Sex of baby drives response to pregnancy stress

University of Adelaide research is showing that the sex of the baby determines the way it responds to stressors during pregnancy and its ability to survive pregnancy complications.

Male and female babies during pregnancy show different growth and development patterns following stressors during pregnancy such as disease, cigarette use or psychological stress.

The research is being carried out by the Robinson Institute's Pregnancy and Development Group, based at the Lyell McEwin Hospital and led by Associate Professor Vicki Clifton.

"What we have found is that male and female babies will respond to a stress during pregnancy by adjusting their growth patterns differently," said Associate Professor Clifton.

"The male, when mum is stressed, pretends it's not happening and keeps growing, so he can be as big as he possibly can be. The female, in response to mum's stress, will reduce her growth rate a little bit; not too much so she becomes growth restricted, but just dropping a bit below average.

"When there is another complication in the pregnancy either a different stress or the same one again - the female will continue to grow on that same pathway and do okay but the male baby doesn't do so well and is at greater risk of pre-term delivery, stopping growing or dying in the uterus."

Associate Professor Clifton said this sex-specific growth response had been observed in pregnancies complicated by asthma, pre-eclampsia and cigarette use but was also likely to occur in other stressful events during pregnancy such as psychological stress.

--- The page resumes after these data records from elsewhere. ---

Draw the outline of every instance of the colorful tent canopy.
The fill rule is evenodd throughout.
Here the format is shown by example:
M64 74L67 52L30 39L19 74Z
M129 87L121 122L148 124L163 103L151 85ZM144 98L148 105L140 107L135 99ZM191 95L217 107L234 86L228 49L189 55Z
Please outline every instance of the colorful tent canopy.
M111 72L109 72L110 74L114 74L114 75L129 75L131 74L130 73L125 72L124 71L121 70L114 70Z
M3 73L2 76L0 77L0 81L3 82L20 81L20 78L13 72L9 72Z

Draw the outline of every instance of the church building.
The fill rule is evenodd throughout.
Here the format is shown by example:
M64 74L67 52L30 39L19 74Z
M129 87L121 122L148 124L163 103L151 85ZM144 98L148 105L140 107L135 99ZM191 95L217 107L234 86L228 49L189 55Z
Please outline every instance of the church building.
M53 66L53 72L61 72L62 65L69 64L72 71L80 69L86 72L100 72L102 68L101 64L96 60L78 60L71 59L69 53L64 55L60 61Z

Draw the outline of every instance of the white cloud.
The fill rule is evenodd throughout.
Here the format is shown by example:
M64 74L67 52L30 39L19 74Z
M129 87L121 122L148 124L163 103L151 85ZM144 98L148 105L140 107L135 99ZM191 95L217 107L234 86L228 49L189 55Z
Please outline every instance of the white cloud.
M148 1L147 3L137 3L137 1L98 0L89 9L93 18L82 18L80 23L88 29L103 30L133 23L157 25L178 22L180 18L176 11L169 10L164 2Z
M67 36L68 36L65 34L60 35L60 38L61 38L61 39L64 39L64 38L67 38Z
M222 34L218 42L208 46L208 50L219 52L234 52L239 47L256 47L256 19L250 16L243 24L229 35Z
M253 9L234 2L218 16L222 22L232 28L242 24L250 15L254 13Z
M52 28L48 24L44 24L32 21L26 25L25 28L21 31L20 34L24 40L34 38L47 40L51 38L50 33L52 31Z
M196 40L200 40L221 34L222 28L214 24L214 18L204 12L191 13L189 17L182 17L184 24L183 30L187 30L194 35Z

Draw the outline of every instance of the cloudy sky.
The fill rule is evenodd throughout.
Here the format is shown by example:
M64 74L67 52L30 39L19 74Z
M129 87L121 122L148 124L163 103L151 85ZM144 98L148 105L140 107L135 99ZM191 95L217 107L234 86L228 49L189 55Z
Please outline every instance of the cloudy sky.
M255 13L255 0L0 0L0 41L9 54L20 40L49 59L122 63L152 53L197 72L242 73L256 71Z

She said this sex-specific growth pattern was a result of changes in placental function caused by the stress hormone cortisol.

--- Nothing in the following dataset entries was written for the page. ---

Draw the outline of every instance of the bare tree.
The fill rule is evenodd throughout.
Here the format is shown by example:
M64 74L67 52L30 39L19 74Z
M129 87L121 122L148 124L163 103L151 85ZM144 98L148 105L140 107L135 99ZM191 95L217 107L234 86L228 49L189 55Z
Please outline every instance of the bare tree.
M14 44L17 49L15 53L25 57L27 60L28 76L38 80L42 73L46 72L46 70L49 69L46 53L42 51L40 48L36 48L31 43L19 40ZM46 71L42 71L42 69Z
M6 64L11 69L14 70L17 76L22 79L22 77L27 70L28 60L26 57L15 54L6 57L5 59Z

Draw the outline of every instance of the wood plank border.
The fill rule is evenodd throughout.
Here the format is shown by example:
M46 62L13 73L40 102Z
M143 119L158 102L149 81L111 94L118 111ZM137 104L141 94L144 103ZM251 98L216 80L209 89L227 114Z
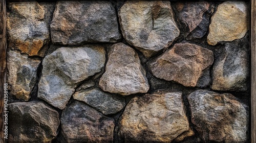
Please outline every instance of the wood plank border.
M52 2L55 1L17 1L10 2ZM218 0L217 0L218 1ZM238 0L239 1L239 0ZM226 0L219 0L226 1ZM256 0L250 0L250 48L251 48L251 97L250 97L250 142L256 143ZM6 142L4 138L3 108L4 85L6 80L6 10L5 0L0 0L0 142Z

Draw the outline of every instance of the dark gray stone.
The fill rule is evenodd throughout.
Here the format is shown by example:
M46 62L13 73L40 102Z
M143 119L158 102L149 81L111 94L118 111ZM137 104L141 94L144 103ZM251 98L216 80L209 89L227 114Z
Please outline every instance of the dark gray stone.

In female babies, increased cortisol produces changes to the placental function which lead to the reduction in growth, but the increased cortisol levels in a mother carrying a male baby doesn't produce the same changes in placental function.

Associate Professor Clifton said this research could lead to sex-specific therapies in pre-term pregnancies and premature newborns. It was also important in helping obstetricians more accurately interpret growth and development of the fetus in at-risk pregnancies.

"We are looking at what events during pregnancy cause changes in how the baby grows, what's behind this and ways in which we can improve the outcomes for pregnant women and their babies," she said.